Fighting Man by Frank Gruber

 


He was twenty-six years old, a towhead with washed out blue eyes. Schoolteacher, gambler, horse thief, camp follower, murderer and cannibal; he had been all of them.

The above is the first sentence in this 1948 novel by Mr. Gruber. That succinct matter-of-factness is peppered throughout the brief page run.

The novel follows an old storyline—the outlaw assuming the guise of a lawman.

The difference here, despite the 1948 pedigree, there is a casual violence that one might encounter in later Spaghetti Westerns or “adult” Westerns of the ‘70s.

The other difference, where often the violence in the two later examples I provided, that “modern” violence is often for grand guignol effect, inserted for the “cool” factor. Here its offhanded matter-of-factness serves us better as it seats the realities of true grimness without the need of wallowing for effect.

The difference between a hunter telling a tale and gamers swapping first-person shooter “accomplishments.”

Overall, it is a formulaic novel but an effective one.

I close with another brief offering of Mr. Gruber’s barebones violence.

A sentry stupid from illicit sleep, raised himself between two tents to see what was causing the noise that sounded like galloping horses. His mouth fell open in amazement—and then he died.

Says it all in two short sentences.

·        In war not all are diligent, nor all brave.
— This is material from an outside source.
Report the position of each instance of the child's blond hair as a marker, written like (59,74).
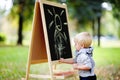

·        Some of us are prone to the realities of being a tired human.

·        Bodies need sleep.

·        This sentry slept when he shouldn’t.

·        He awakes as we all do, slow to process what is around us.

·        For that he is surprised by his end.

·        Surprised in a war zone.

·        We all sleep, we are all surprised.

·        T’is life.

·        T’is death.

Solid fare for a “mere formula Western.”